No mother wants to hear the words from their son (or daughter nowadays) that they intend going in the army. It was no different in Georgian England, although it was only boys who wanted to, or were allowed to go in to the army in those days.
Ellen Parker, who lived at Alkincoates Hall in
Colne and was related to the Parker family at Browsholme Hall, was horrified
when her son Ambrose announced in 1832 that he wanted to go in the army the
year after when he became 16 years old. He was at school, under the tutelage of
a Mr Carter at Aberford in Yorkshire. His mother wrote a stern letter to
Ambrose outlining her objections to this career for her son. It is apparent
that he was not a studious boy and caused his parents a great deal of concern.
As ever in old letters, grammar and punctuation are somewhat scarce in places!
Ellen writes “I think my darling Child there is a
prospect your wishes respecting your future destination will soon be acquiesced
in – in conceding to them however My Dearest Ambrose you must always remember
for we sacrifice our own desires in the hope of contributing to your happiness.
If you must endeavour to repay us for the very painful effort we make, by
earnestly labouring to attain that Mental & Moral excellence we so ardently
wish you to possess. It would soon lay us both in the grave to see our first
and almost dearest hope treading the paths of perdition; & alas my dear
Boy! In the army there are many temptations to immoralities your character is
so yielding that I tremble for you. You know that I do not promise your desire
is to be granted. I only say perhaps your father will consent. A great deal
will depend on you making great improvements in your studies during the next
year, to fit you for removal to a Military College.”
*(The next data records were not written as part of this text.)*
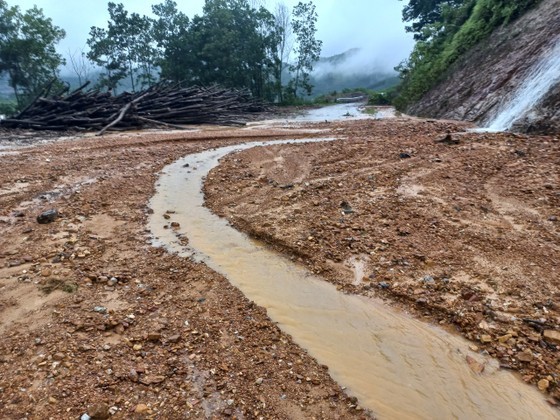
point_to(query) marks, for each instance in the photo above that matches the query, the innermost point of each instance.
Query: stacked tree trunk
(161, 105)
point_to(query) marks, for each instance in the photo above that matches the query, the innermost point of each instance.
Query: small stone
(154, 336)
(504, 338)
(141, 408)
(543, 384)
(48, 216)
(99, 411)
(475, 366)
(152, 379)
(525, 356)
(485, 338)
(552, 335)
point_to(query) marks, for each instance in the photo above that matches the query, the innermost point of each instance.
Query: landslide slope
(486, 77)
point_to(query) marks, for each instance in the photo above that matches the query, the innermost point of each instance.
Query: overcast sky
(373, 25)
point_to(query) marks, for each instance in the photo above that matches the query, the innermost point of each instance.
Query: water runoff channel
(397, 366)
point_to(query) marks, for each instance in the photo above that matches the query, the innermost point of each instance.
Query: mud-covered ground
(461, 229)
(95, 320)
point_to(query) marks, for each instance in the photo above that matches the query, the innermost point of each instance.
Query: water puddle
(336, 112)
(397, 366)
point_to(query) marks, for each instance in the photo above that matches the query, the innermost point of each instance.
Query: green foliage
(308, 48)
(169, 32)
(8, 107)
(124, 49)
(448, 32)
(27, 51)
(233, 43)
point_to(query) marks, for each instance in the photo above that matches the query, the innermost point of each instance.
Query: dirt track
(461, 230)
(126, 326)
(462, 234)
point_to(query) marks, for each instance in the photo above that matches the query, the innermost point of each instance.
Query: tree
(308, 49)
(27, 50)
(231, 44)
(170, 32)
(124, 49)
(81, 67)
(282, 17)
(424, 14)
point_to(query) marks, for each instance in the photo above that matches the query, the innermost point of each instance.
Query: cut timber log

Harsh words indeed from a mother to her firstborn son!
It is apparent from other letters that Ambrose was always in trouble of some
kind or another and forever asking for money when he was away at school, like
other children do! He did go into the army but hardly had a distinguished
career and continued getting into trouble in the army. But that is for another
time. Bad boy Ambrose! Poor mother Ellen!